En la historia del cine, el documental fue siempre un discurso ampliamente debatido, que generó varias escuelas y manifiestos y sobre el que realizadores y teóricos adoptaron posturas diferentes. Todas sus vertientes, sin embargo, coincidieron en hacer visible el problema de la cámara como sujeto portador de un punto de vista, de una subjetividad. La posibilidad de capturar la realidad inauguró el imaginario documental abriendo una dicotomía entre la intervención y la no intervención de aquella por medio de la cámara y el montaje. Si bien este debate parece estar ya superado —de una u otra forma se acepta que la realidad no existe en sí misma sino a través de un relato que le da forma—, permitió plasmar una modalidad dentro del cine documental que sigue todavía vigente y que resulta fundamental para pensar esta película: la observación.
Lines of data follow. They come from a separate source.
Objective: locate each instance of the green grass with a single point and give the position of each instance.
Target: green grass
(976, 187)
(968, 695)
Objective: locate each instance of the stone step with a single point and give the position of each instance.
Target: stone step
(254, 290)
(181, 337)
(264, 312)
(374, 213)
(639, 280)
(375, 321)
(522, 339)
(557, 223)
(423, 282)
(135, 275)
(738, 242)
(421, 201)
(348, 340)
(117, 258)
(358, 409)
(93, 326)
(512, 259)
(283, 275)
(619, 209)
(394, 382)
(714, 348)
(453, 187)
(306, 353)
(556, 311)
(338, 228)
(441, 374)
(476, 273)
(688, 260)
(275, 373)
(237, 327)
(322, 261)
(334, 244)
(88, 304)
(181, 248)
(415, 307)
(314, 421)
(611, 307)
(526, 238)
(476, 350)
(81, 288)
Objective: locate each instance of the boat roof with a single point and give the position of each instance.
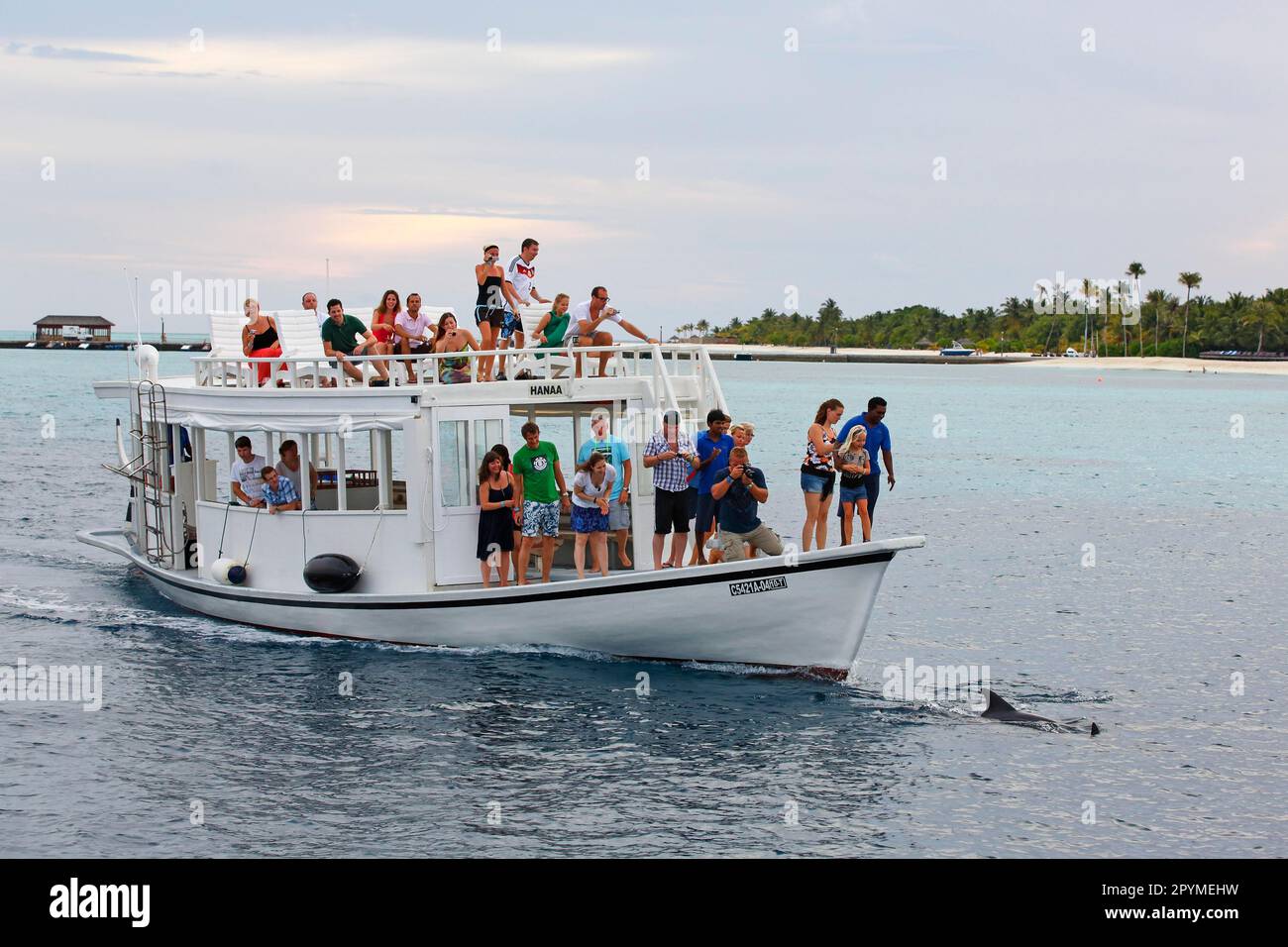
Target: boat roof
(204, 398)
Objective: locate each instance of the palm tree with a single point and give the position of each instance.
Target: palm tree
(1261, 315)
(1136, 270)
(1190, 281)
(1089, 291)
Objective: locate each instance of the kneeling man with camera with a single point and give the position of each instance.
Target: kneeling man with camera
(741, 488)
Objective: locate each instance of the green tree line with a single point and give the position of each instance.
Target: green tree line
(1171, 324)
Años luz se configura a partir de una mínima intervención de la cámara frente a los sucesos que registra y de la decisión de evitar —hasta donde sea posible— el montaje entre planos, lo que resulta en escenas construidas con lo mínimo. La observación, por otro lado, apuesta a realizar un descubrimiento, a que algo ocurra delante de la cámara; algo que, aunque no sea necesariamente extraordinario, se revele exclusivamente para ella. Pero en este caso, la observación es menos una decisión del director que una imposición de Martel y de Zama. La cámara de Abramovich no se mantiene a distancia porque quiere, sino porque esa parece ser la única actitud posible ante el mundo que enfrenta, como si fuera una especie de cuerpo abyecto, constantemente expulsado de la realidad, objeto de burla entre la gente del rodaje. Aun así, las imposibilidades a las que se enfrenta la película determinan la particularidad de su revelación. Roberto Rossellini afirmó alguna vez que toda película es siempre el documental de su propio rodaje. En ese sentido, no hay otro documental sobre Zama que interese más que la propia Zama. De la misma manera, Años luz se pliega sobre sí misma, sobre los obstáculos que encuentra en su búsqueda de Martel y del personaje que ella se niega insistentemente a ser. Años luz quiere encontrarla como directora, y de hecho, por medio de una infiltrada/amiga del director en el equipo de rodaje de Zama, logra capturarla en varios momentos mientras dirige a su equipo y actores. Lo curioso es que en esa insistencia es donde más la pierde. Cuando la película logra hacer un descubrimiento exclusivamente propio, lo hace a partir de la forma en que el documental se vuelve enteramente una lucha entre lo que la cámara quiere que Martel sea y lo que ella está dispuesta a mostrar, que siempre es poco, casi nada. En esa carrera, Abramovich parece condenado a perder donde Años luz tiene más para develar, allí donde encuentra finalmente a la protagonista que deseó desde un primer momento, cuando algo sobre el personaje termina por aparecer, al punto en que, al observar los momentos en los que la cámara la encuentra dirigiendo, ya nada nos sorprende ni nos parece extraño. Porque aun cuando la cámara no lo comprendía y se desconcertaba frente a la idea de estar fallando en su cometido, algo de ese excéntrico mundo al que se asomaba ya había llegado hasta nosotros a través de ella, conquistando todo el espacio de la película.

 

Años luz (Argentina/Brasil/España, 2017), guión y dirección de Manuel Abramovich, 72 minutos.